To even get a break as a startup founder you need an idea; more than idea, you need a dream, preferably an unshakeable one. You need to evangelise not just consumers but sceptical investors, employees, industry and media. You can walk in with a meter-high stack of convincing-looking qualitative and quantitative research meant to back you up, but at best that’ll help with the post-purchase rationalisation. People will get on-board because they believe you, and they will believe you only if you have faith. And faith does not require facts. In fact, the more you have faith, the less you need facts and the more likely you are to select the facts that reinforce your faith.

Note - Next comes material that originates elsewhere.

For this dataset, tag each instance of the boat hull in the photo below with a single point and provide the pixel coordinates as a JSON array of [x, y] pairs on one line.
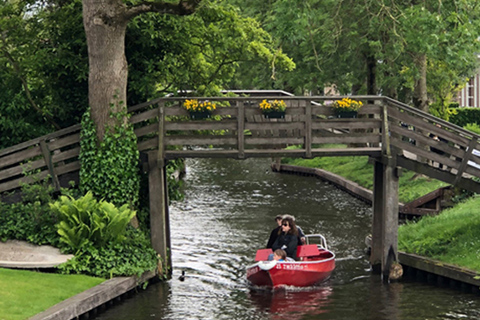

The successful startup founders I know often have the uncanny ability to go to bat — and hit a home run — for ideas they don’t have much faith in. It’s a psychological makeup that is useful in sales roles; perhaps that’s why I know many successful startup founders from a sales background. Faith can really get in the way of building products consumers want. Not having faith in your product and your strategy requires you to apply reason, it allows you to subject a business to the strictest scrutiny, to make 110% sure that consumers aren’t just being polite to the nice young man who asked them if they’d be interested in buying a nuclear-powered flying car.
If you have faith, perhaps you have the wrong product, or you are the wrong person for the job. Get yourself a CEO (stay on as founder) an equal partner or an advisory board who don’t need faith and then pay close attention to what they’re telling you about what the market is saying.
Sadly for those of us who’d still love to be flying our robot housemaids, if you don’t have faith but everybody believes you anyway, you’re well on your way to success.